The Governance and Quality Rubric
Too many teams leave governance, lineage, and data quality as a "Phase 2" item. In a Lakehouse, if you don't build it in from the start, you’re just building a swamp with better marketing. Use this table to score the firm's answers during your reference calls.
Area The "Red Flag" Answer The "Pro" Answer Data Governance "We use role-based access control." "We implemented column-level security and automated PII tagging using Unity Catalog/Snowflake tags." Lineage "It's built into the UI." "We enforced dbt lineage tests and documented upstream/downstream dependencies before the first pipeline hit prod." Data Quality "The users tell us when data is wrong." "We have automated unit tests for data (e.g., 'null' counts) that block production promotion if thresholds are exceeded."

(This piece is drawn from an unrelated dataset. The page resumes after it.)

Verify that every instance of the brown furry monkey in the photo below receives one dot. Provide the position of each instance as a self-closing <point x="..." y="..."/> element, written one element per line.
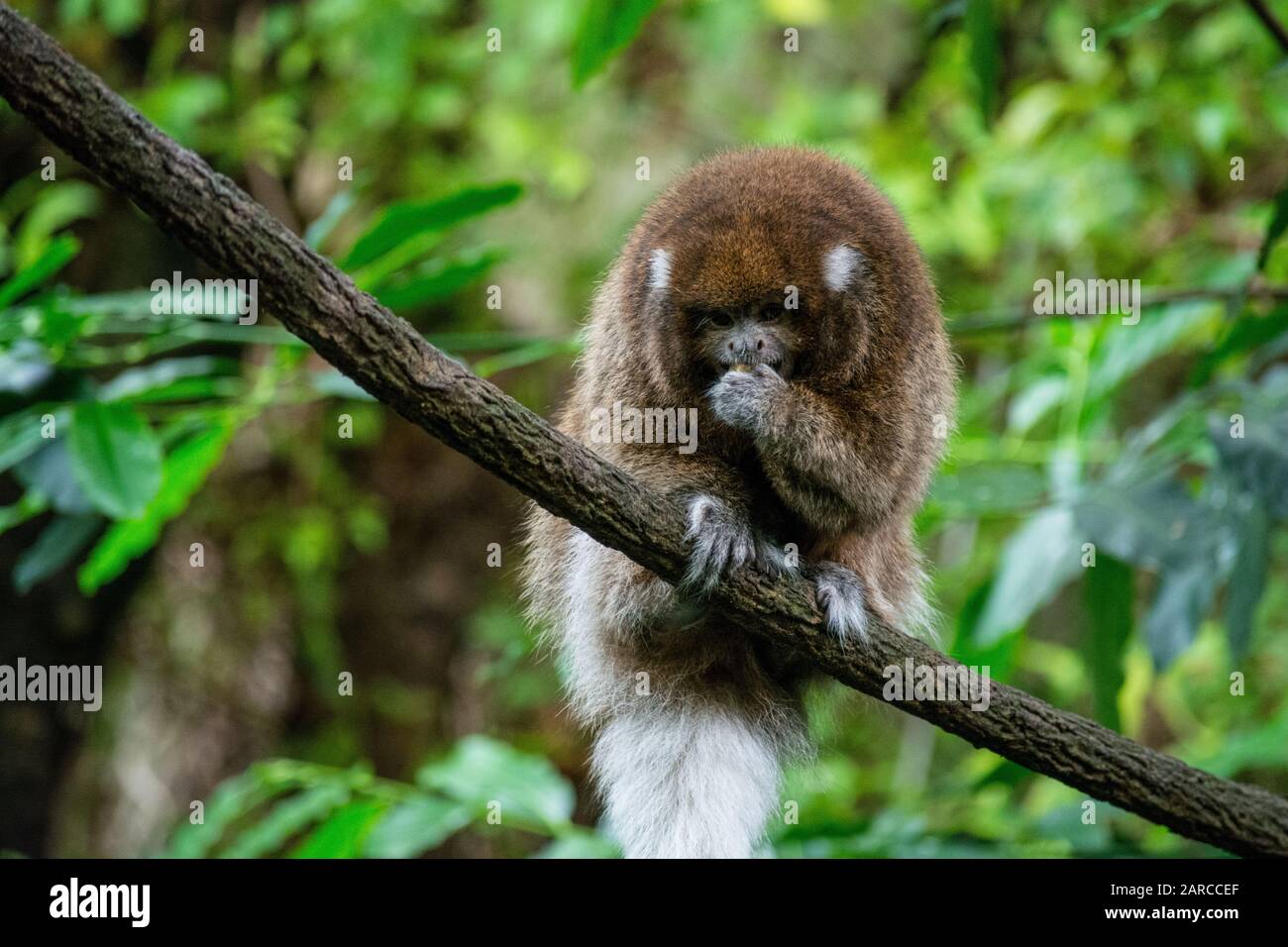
<point x="776" y="296"/>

Production Readiness vs. "Pilot Success"
A "pilot" is a sandbox. A "production" Lakehouse is a living, breathing ecosystem. When talking to references provided by firms like Cognizant or Capgemini, you need to determine if they are scaling a pilot or if they actually built a durable system. Ask these specific questions:
- Post-Launch Support: "Did the partner leave you with a knowledge transfer document, or did you have to hire them back for every minor change?" Delivery Proof: "Can you describe the process for deploying a new feature to production? Was it automated, or was it a manual 'copy-paste' job?" Cost Governance: "How did the firm help you optimize costs? Did they leave you with a bloated warehouse/cluster configuration, or did they implement auto-scaling and lifecycle policies?"
The "AI-Ready" Myth
I hear this phrase every day. "We are building you an AI-ready architecture." It means absolutely nothing. AI readiness is a function of data quality and lineage, not just the underlying https://www.suffolknewsherald.com/sponsored-content/3-best-data-lakehouse-implementation-companies-2026-comparison-300269c7 cloud storage.

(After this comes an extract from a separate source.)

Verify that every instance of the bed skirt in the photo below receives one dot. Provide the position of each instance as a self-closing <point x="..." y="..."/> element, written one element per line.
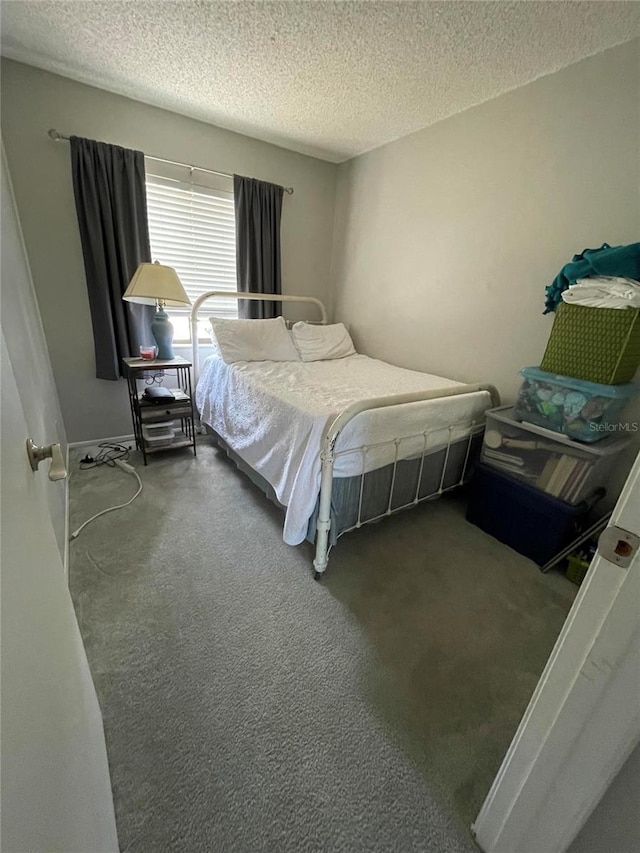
<point x="345" y="497"/>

Ask the reference: "How long did it take your data scientists to get access to production-grade, cleaned data after the platform was delivered?" If the answer is "they’re still struggling to find the right tables," the firm failed. A real Lakehouse makes data discoverable through a well-maintained catalog. If the firm didn't build the catalog, they didn't build a Lakehouse—they built a data silo with a fancy name.
Final Checklist Before You Sign
Before you commit to a long-term engagement, make sure your potential partner checks these boxes during the reference call:
Accountability: The reference confirms the firm stayed through the first major production incidents. Technical Debt: The reference can point to specific areas where the firm warned them about trade-offs (e.g., performance vs. cost). Operational Maturity: The firm didn't just deliver code; they delivered a CI/CD pipeline, monitoring, and an alerting strategy. Staff Augmentation vs. Outcome: The firm focused on training the internal team, not making them permanently dependent on the consultancy.Don’t be afraid to be the difficult person on the reference call. The firm is asking for your budget; you are entitled to know if they can keep your data platform from falling apart at 2 a.m. If they can’t answer the hard questions, keep looking.